Since SIMPLE MARGIN is more efficient, it is widely used in SVM based active learning (Moskovitch et al., 2009; Novak et al., 2006), in particular, as it performs

quite well on text classification problems (see Godbole et al., 2004). Schohn & Cohn (2000) described an application of using the SIMPLE MARGIN strategy in text classification and found that the performance of the SVM trained with the small set of actively selected documents is better than the SVM trained with the whole dataset. Ertekin (2005) also found that by using active learning the need for train- ing examples for SVM can be significantly reduced, and the learner’s classification performance is preserved, even increased in some cases.

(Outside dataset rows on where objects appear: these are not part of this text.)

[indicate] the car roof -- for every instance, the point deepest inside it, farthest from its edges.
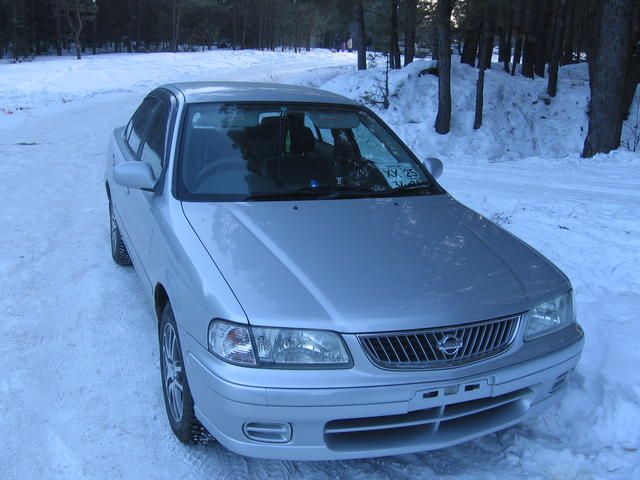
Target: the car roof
(202, 92)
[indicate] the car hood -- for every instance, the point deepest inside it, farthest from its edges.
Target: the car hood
(369, 265)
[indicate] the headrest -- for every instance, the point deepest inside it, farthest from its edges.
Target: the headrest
(302, 140)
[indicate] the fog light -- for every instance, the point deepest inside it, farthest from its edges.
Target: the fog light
(561, 382)
(268, 432)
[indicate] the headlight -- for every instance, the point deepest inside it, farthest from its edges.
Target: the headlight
(277, 347)
(550, 316)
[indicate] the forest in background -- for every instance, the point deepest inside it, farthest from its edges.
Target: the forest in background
(529, 37)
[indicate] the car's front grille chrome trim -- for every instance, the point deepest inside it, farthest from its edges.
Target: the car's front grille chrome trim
(441, 347)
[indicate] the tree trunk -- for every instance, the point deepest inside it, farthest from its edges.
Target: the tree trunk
(569, 34)
(361, 35)
(608, 62)
(174, 25)
(78, 46)
(517, 53)
(558, 35)
(488, 35)
(394, 48)
(411, 10)
(56, 14)
(443, 119)
(477, 123)
(541, 37)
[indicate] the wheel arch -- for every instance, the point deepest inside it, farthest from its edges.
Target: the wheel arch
(160, 299)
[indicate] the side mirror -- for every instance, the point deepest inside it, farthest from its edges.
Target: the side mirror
(434, 165)
(134, 175)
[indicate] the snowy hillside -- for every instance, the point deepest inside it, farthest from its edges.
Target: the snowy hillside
(80, 394)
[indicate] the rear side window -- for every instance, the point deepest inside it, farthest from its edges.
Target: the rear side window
(139, 123)
(153, 148)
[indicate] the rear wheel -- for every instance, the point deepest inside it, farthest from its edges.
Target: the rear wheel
(177, 394)
(118, 248)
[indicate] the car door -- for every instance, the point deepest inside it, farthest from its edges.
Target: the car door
(128, 150)
(144, 203)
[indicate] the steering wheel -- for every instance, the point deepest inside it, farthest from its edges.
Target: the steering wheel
(225, 164)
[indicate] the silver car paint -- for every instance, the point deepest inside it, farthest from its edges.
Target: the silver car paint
(369, 265)
(433, 262)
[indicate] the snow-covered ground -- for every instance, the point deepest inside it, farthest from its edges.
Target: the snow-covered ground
(80, 394)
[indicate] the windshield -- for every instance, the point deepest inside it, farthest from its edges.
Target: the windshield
(270, 152)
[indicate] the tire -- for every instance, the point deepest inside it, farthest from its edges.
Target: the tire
(118, 248)
(175, 388)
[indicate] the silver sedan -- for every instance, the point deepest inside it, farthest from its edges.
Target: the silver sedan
(318, 294)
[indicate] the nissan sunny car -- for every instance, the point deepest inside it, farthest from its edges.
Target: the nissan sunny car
(318, 294)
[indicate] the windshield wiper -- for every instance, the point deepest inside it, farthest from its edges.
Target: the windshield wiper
(409, 187)
(324, 192)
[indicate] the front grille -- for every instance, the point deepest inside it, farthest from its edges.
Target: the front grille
(441, 347)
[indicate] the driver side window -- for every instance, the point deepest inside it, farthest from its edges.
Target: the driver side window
(153, 149)
(138, 124)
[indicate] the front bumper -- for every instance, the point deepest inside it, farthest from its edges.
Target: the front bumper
(357, 422)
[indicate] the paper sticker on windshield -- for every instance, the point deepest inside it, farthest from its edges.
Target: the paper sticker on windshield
(398, 174)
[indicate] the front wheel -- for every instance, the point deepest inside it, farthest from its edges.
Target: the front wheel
(177, 394)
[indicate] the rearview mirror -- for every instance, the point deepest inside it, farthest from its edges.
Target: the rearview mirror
(134, 175)
(434, 165)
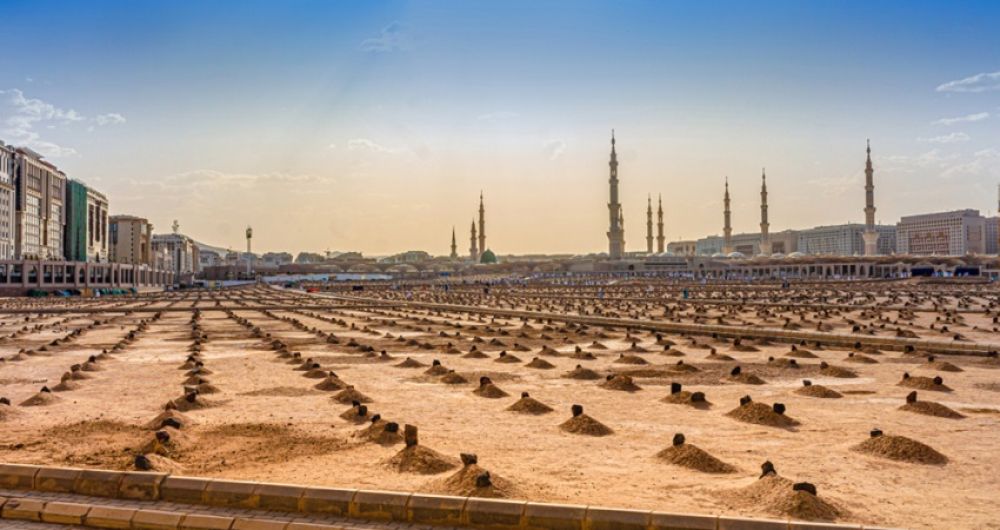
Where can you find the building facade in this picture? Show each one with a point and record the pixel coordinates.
(992, 235)
(953, 233)
(846, 240)
(39, 189)
(86, 231)
(130, 240)
(181, 251)
(6, 202)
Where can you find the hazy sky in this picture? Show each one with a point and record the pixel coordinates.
(373, 126)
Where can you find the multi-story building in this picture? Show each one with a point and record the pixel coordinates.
(86, 230)
(682, 248)
(6, 202)
(39, 192)
(845, 240)
(953, 233)
(181, 250)
(131, 240)
(748, 244)
(992, 235)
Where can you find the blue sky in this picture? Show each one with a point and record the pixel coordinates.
(374, 125)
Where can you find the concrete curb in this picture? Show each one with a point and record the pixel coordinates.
(389, 506)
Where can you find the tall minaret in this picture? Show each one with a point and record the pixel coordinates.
(649, 224)
(870, 236)
(659, 227)
(616, 230)
(765, 237)
(473, 249)
(482, 224)
(727, 227)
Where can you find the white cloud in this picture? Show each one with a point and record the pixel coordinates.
(495, 116)
(984, 163)
(555, 149)
(112, 118)
(392, 38)
(979, 116)
(950, 138)
(981, 82)
(25, 114)
(364, 144)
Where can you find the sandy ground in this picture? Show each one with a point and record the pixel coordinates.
(267, 422)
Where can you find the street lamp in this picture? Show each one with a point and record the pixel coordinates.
(249, 254)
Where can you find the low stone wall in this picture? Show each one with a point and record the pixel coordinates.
(388, 506)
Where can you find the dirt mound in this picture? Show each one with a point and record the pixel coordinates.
(332, 382)
(42, 398)
(777, 495)
(436, 369)
(453, 378)
(919, 382)
(819, 391)
(420, 460)
(7, 412)
(830, 370)
(620, 382)
(745, 378)
(381, 432)
(761, 414)
(584, 424)
(66, 384)
(716, 356)
(902, 449)
(540, 363)
(683, 397)
(410, 363)
(860, 359)
(630, 359)
(529, 405)
(489, 390)
(799, 353)
(176, 418)
(350, 395)
(507, 358)
(693, 457)
(931, 408)
(474, 481)
(158, 463)
(192, 401)
(582, 373)
(681, 366)
(941, 366)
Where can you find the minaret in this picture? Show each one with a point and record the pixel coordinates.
(765, 237)
(482, 224)
(727, 227)
(616, 230)
(649, 224)
(473, 249)
(659, 227)
(870, 236)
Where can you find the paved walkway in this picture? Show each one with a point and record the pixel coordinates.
(193, 509)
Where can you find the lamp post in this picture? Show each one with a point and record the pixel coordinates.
(249, 254)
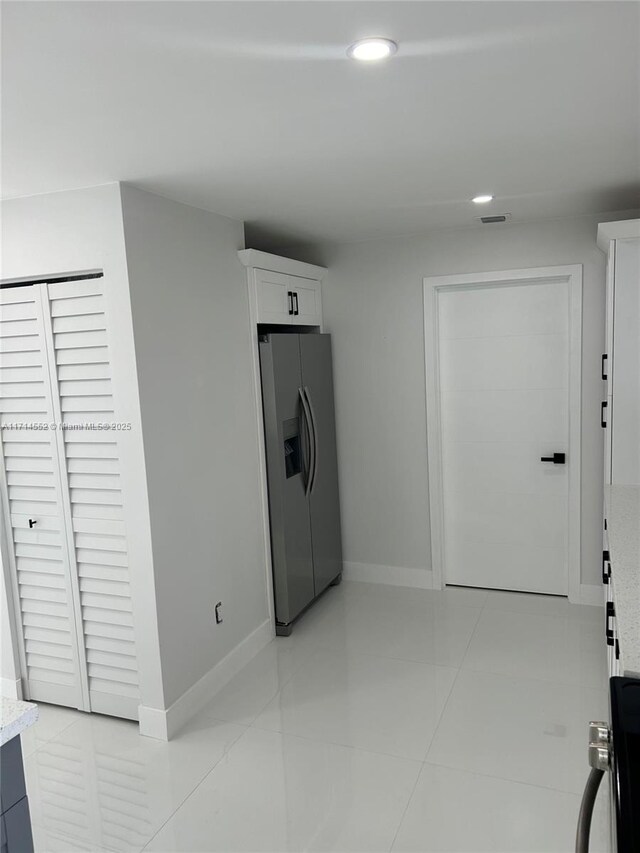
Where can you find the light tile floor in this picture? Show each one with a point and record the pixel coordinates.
(392, 719)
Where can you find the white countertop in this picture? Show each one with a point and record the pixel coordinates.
(16, 717)
(623, 530)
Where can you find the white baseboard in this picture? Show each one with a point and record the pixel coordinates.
(163, 724)
(591, 594)
(11, 688)
(392, 575)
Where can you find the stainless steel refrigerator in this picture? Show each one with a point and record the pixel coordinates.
(302, 470)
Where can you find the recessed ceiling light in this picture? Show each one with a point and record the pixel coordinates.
(368, 50)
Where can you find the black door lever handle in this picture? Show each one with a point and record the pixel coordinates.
(557, 458)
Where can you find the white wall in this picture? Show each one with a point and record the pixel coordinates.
(193, 347)
(372, 301)
(78, 231)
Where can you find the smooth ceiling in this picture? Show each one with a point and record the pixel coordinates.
(252, 110)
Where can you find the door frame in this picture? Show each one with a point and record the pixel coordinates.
(433, 286)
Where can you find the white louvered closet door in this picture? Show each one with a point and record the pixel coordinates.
(76, 353)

Many extensions or variants of basic SVM-based active learners using SIMPLE MARGIN have been proposed. Ertekin (2005) proposed an extension of SIMPLE MARGIN called ‘Simple Random Active Learning’. In Simple Random Active Learning, firstly a small constant number of unlabelled examples are randomly se- lected then the example closest to the margin among this small set is chosen for querying labels. Raghavan et al. (2006) used a method similar to Simple Random Active Learning but focused on extending the traditional active learning frame- work to include feedback on features in addition to labelling examples. Xu et al.

(2003) proposed representative sampling as an extension to the SIMPLE MARGIN method. The representative sampling method explores the clustering structure of uncertain documents (documents in the classification margin) and selects clustering centers for labelling. Dasgupta & Ng (2009) used a similar SVM based selection strategy as SIMPLE MARGIN and combined active learning, transductive learning and ensemble learning for sentiment classification.

k-NN Based Active Learners The re-building, re-classifying and re-ranking of the pool can make uncertainty-based active learning very computationally expensive.

As a lazy learner, the k Nearest Neighbour classifier is attractive to active learning as the introduction of new examples to the classifier simply involves adding them to the labelled set, and that so much computation required for classification (e.g. the similarities between all examples) can be pre-computed.

In k-NN based uncertainty sampling, the output of the k-NN classifier can be transformed into a class membership probability estimate where the distribution is based on the distance of the query example to its k nearest neighbours and then the estimate can be used as a measure of uncertainty. Examples of using k-NN classifiers in the active learning process were proposed initially by Hasenjager & Ritter (1998) and Lindenbaumet al. (2004). More recent examples include develop- ing recommender systems to minimise the number of requests for user evaluations (Teixeiraet al.,2002); investigating dimensionality reduction for active learning with nearest neighbour classifier in text classification (Davy & Luz, 2007b); supervised network intrusion detection method based on Transductive Confidence Machines (TCM-KNN) (Li & Guo,2007); and building classification systems with a weighted k-nearest neighbour classifier (Cebron & Berthold,2008).

It is interesting to note that except for a small number of examples as mentioned, the k-NN classifier has not been used popularly in active learning research. This is something that we intend to pursue in this work.